Fiche du document numéro 23370

Attention : ce document exprime l'idéologie des auteurs du génocide contre les Tutsi ou se montre tolérant à son égard.
Num
23370
Date
Vendredi 21 décembre 2018
Amj
Auteur
Fichier
Taille
154788
Pages
6
Urlorg
Sur titre
Europe / Monde
Titre
Portrait de Paul Kagame - président de la République du Rwanda
Sous titre
Paul Kagame n’est pas un dictateur africain parmi d’autres. Il paraît détenir les clefs de la modernité ; il bénéficie ou a longtemps bénéficié d’une aura certaine sur la scène internationale ; il dirige le Rwanda, terre de l’un des plus horribles cauchemars que l’Humanité ait connu ces dernières décennies. Une plume trop équanime n’aurait pas convenu pour évoquer une telle personnalité, dans un tel contexte. On trouvera dans le portrait que dessine Gérard Prunier la passion d’un homme sensible aux drames de cette région, mais aussi la science d’un grand historien de l’Afrique des grands lacs. Michel Duclos, conseiller spécial géopolitique, rédacteur en chef de cette série
Source
Type
Note
Langue
FR
Citation
Le génocide rwandais de 1994 figure, au crépuscule du XXème siècle, comme le marqueur inquiétant d’un monde dont on a voulu espérer qu’il se terminerait avec l’ouverture d’un autre qui serait porteur d’espoir. Le siècle finissant avait été une horreur, mais la chute récente de l’Empire du Mal semblait le clore symboliquement. Et le Rwanda semblait tout à coup jeter sur cet optimisme tout neuf un éclairage glauque que l’on allait tenter d’occulter par un parallèle historique mal construit. Dans ce petit pays obscur dont presque personne n’avait jamais entendu parler, on avait assisté à une poussée de nazisme tropical. Or, au rang des deux grandes terreurs du XXème siècle (et les Occidentaux ne sont jamais parvenus à concevoir l’histoire universelle comme autre chose que des déclinaisons exotiques de leur histoire à eux, celle qui compte et qui marque les vraies scansions du monde), les deux pires horreurs avaient été le nazisme et le stalinisme. Et voilà que la bête immonde refaisait surface en Afrique et ravivait nos pires souvenirs. Le problème, c’est que le parallèle historique collait mal : le président Habyarimana n’était pas très hitlérien (et il était mort au moment du génocide), la France gigotait frénétiquement pour expliquer que non elle n’avait pas voulu cela et que de toute manière elle n’avait rien fait, les Nations Unies, symbole du plus jamais ça post-1945, étaient bien présentes au Rwanda, mais elles n’avaient rien fait non plus, tandis que l’Union Africaine, conscience auto-proclamée du continent, se retranchait quant à elle dans un silence assourdissant. Mais heureusement, pour pouvoir reprendre pied, il y avait le Front Patriotique Rwandais (FPR), il y avait le camp des gentils, et son chef aux faux airs de moine soldat, le Major Paul Kagame. Un vrai soulagement. Le drame avait un héros, et l’opinion publique mondiale se porta à sa rencontre, soulagée de trouver un sauveur au fond de l’abîme. Mais qui était donc ce héros ? Personne n’en savait rien. Et quant à l’ignorance vis-à-vis du Rwanda pré-génocidaire, elle était abyssale. Donc un héros inconnu sur fond de clichés africains.
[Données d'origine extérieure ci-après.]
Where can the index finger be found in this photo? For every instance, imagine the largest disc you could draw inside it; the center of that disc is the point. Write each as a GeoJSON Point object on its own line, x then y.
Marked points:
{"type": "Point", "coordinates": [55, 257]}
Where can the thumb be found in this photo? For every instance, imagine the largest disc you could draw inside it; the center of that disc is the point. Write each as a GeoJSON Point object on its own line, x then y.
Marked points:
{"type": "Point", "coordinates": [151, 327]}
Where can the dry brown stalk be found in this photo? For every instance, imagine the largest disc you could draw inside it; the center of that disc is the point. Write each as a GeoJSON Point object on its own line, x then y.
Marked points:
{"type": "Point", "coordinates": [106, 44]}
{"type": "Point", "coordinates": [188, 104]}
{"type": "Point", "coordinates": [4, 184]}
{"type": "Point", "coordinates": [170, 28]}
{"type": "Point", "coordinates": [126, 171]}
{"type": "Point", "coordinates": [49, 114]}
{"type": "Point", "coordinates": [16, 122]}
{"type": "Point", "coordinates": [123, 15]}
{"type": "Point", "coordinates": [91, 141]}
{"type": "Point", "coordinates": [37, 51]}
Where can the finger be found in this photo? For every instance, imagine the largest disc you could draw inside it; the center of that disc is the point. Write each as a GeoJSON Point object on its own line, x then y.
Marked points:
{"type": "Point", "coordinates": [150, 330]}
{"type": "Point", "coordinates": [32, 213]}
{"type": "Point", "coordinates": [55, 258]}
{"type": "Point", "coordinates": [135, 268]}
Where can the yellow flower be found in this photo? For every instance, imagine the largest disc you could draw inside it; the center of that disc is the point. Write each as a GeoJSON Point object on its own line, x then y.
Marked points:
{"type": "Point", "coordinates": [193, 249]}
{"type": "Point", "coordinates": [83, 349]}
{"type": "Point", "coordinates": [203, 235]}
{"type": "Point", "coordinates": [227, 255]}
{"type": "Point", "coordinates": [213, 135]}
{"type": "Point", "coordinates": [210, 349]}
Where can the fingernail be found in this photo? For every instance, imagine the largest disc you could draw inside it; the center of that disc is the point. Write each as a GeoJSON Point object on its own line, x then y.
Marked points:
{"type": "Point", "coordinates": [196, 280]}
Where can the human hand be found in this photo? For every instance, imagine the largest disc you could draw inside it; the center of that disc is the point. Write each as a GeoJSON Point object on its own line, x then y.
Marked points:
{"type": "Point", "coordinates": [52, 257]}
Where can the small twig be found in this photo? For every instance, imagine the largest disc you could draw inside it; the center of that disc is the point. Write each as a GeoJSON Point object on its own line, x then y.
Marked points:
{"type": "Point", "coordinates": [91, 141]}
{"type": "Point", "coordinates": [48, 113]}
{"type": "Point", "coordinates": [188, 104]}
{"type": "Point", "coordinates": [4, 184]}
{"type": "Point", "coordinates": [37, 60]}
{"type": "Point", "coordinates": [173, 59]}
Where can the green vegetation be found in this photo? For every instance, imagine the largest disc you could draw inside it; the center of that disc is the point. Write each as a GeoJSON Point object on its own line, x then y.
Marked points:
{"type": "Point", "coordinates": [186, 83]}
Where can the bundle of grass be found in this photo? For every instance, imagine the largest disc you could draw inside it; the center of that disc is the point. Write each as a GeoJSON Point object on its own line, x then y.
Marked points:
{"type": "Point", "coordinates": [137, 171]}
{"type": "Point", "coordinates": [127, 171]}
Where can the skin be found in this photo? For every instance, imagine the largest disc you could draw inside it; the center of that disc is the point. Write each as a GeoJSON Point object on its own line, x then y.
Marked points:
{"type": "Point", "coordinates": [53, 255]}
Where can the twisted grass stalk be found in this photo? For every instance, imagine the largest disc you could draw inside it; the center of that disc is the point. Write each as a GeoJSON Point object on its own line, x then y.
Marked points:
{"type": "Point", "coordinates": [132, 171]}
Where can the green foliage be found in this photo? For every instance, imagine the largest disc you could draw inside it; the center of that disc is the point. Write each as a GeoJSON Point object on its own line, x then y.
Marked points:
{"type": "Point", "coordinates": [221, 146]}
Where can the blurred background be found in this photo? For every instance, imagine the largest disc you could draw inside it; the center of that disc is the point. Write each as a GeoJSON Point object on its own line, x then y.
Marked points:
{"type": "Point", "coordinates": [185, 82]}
Paul Kagame avait à l’époque trente-six ans et il n’était pas vraiment rwandais. Ayant grandi en Ouganda comme fils de réfugié depuis l’âge de quatre ans, il était Major dans l’armée ougandaise et citoyen de son pays d’accueil. En outre, son parcours était atypique pour un réfugié. Peu après avoir obtenu son diplôme d’études secondaires, il se jette à vingt ans dans la guérilla qui se soulève en Ouganda alors que l’armée tanzanienne y pénètre en 1978 pour renverser le dictateur Idi Amin Dada. Et il plonge dans une carrière militaire fort peu conventionnelle, qui va durer seize ans et qui le lancera à travers quelques-uns des événements les plus extraordinaires du siècle.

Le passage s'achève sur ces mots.